Estudio de la U. de Valparaíso señala además que un 12,3% suprime hidratos de carbono junto a otros alimentos. Y 31% hace ayuno con frecuencia.

Un estudio de las Escuelas de Medicina y de Psicología de la U. de Valparaíso, analizó a 439 niñas de entre 11 y 15 años, y de ellas, 189 (43%) reconocieron haber realizado alguna vez una dieta sin supervisión médica.

Además, 47% de las adolescentes de la muestra mantuvieron dietas de más de 42 días al año. Peor aún, el 12,3% suprimió un grupo esencial de alimentos, además de los hidratos de carbono y un 31% incorporó el ayuno como una práctica sistemática.

“Se saltaban dos o tres comidas al día, por más de seis meses. Estas niñas no estaban en tratamiento, pero presentaban un trastorno alimentario clínico inadvertido. Las chicas que tenían ayuno, muchas hacían otro tipo de conductas como vómitos auto inducidos”, advierte Liliana Contreras, directora del Departamento de Humanidades Medicas de la Escuela de Medicina de la U. de Valparaíso, autora del estudio.

Además, detectaron que habían adolescentes que realizaban dietas desde los siete años. “A simple vista no se ven con trastornos alimentarios, tienen un buen peso, pero hacen dietas con efecto rebote. Eso les produce descalabros con la alimentación y empiezan a tener cada vez más riesgos y se les va de las manos”, dice Contreras. 

Javier Morán, psicólogo de la U. de de Valparaíso, participó en el estudio, e indica que para muchas adolescentes la dieta se transforma en una estrategia que les permite a través de la disminución de peso acercarse a un ideal de belleza. “Visto así, la dieta no busca por sí misma la pérdida de peso, sino más bien, acercarse a un estereotipo. Este no es un tema de salud para las adolescentes, sino más bien de ‘deber ser’”, aclara. 

Concepto que va asociado a un ideal de delgadez, agrega Morán, que se aprende primero a través de la familia, y durante la adolescencia, con más fuerza a través de los pares y los medios de comunicación. 

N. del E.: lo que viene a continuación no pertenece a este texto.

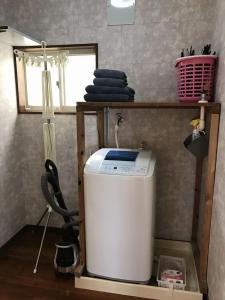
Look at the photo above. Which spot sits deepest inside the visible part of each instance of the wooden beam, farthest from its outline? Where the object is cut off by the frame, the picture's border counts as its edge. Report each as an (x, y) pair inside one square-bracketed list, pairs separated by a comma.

Para las adolescentes, dice el psicólogo, la familia tiene un efecto muy importante sobre cómo forman la imagen de quiénes son. “La imagen corporal es sólo una parte de esto y se comienza a desarrollar desde los primeros años de vida a través de nuestras relaciones de apego”. 

Y si bien no hay recetas, aclara, se ha visto que las familias que creen que ocupan un rol importante en el desarrollo psicológico de sus hijas, que usan un lenguaje emocional y promueven la reflexión por sobre la imposición de ideas, las ayudan. “Eso favorece que logren pensar de manera más crítica de quiénes son y qué quieren y por lo tanto adquieren mayor seguridad”.